= Woman's Commonwealth =

American women's land-based commune

The Woman's Commonwealth (also Belton Sanctificationists and Sisters of Sanctification) was a women's land-based commune first established in Belton, Texas. It was founded in the late 1870s to early 1880s by Martha McWhirter and her women's bible study group on land that was inherited when the women's husbands died or quit the home.

== Members ==
Residents of the commune were women and their dependent children; many of the women fled abusive homes to join the community. At one point, there were between 42 and 50 women members on record, including at least one African American woman who is thought to have been a former slave.

== Ideology ==
The Sisters embraced first wave feminist ideologies, and sought spiritual, economic, and social equality for women. To that end, they practiced celibacy as a way to liberate women from the spiritual degradation of heterosexual intercourse, the oppressive needs of children and child rearing, and male violence. In the 1880s, the citizens of Belton blamed the Sanctificationists for rising separation and divorce rates, and of undermining the meaning of marriage through their practice of celibacy.

== History ==
The Sanctificationists were economically successful; they ran several boarding houses and two hotels, formed holding companies to manage their properties, and operated two farms to provide food for their multiple dining rooms. They started the first public library in Belton, the Woman's Wednesday Club Library, out of one of their boarding houses.

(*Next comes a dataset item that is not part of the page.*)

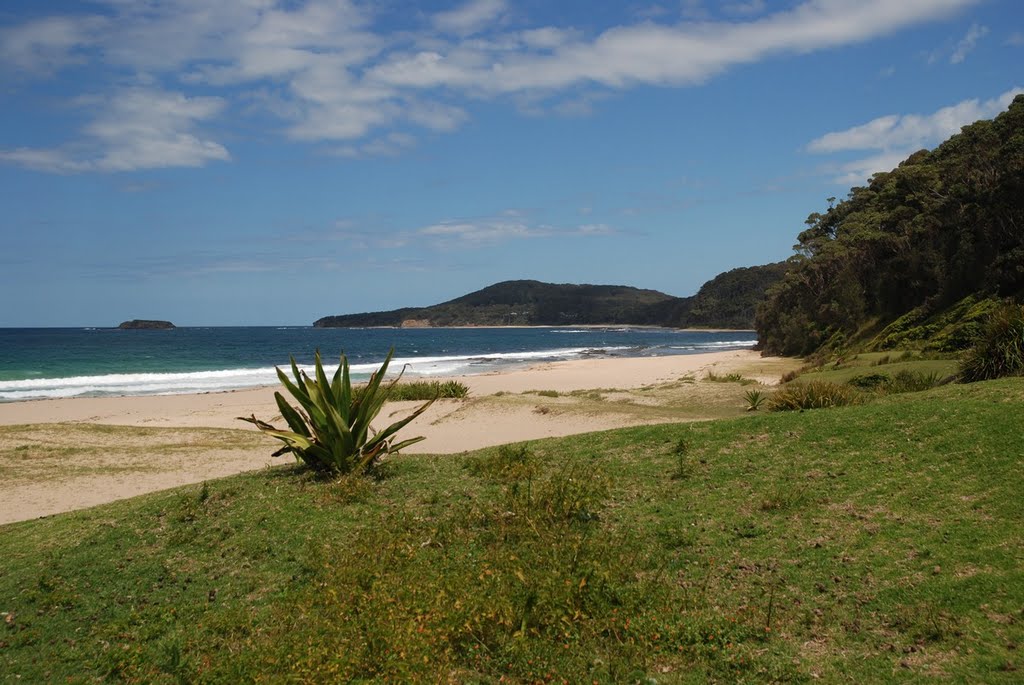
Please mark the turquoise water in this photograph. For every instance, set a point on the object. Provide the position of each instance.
(68, 362)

In 1899, the entire commune moved to Washington, DC where they opened boarding houses and a hotel, and participated in urban feminist organizations. In 1903, there were ten remaining members who purchased a farm in rural Maryland to provide food for their urban dining halls, and to provide a pastoral retreat for themselves in a rural landscape. McWhirter died in 1904, and the commune began a slow decline.

The last member of the commune died in 1983 at the age of 101.

== Impact ==
The George and Martha McWhirter House at 400 North Pearl St., Belton, Texas, is on the National Register of Historic Places listings in Bell County, Texas. At the address, there is a historical marker dedicated to the Sanctificationists. Jan Berliner Statman considers the Woman's Commonwealth to be one of the first women's shelters in the United States.

A brief article published in the lesbian separatist periodical, Austindyke (alternately spelled as Austin Dyke), in 1979 and then reprinted in Sisters United in 1980 described the Woman's Commonwealth as a forerunner of the lesbian land movement. It is unclear whether the Sanctificationists influenced the movement that flourished in the 1970s and 1980s.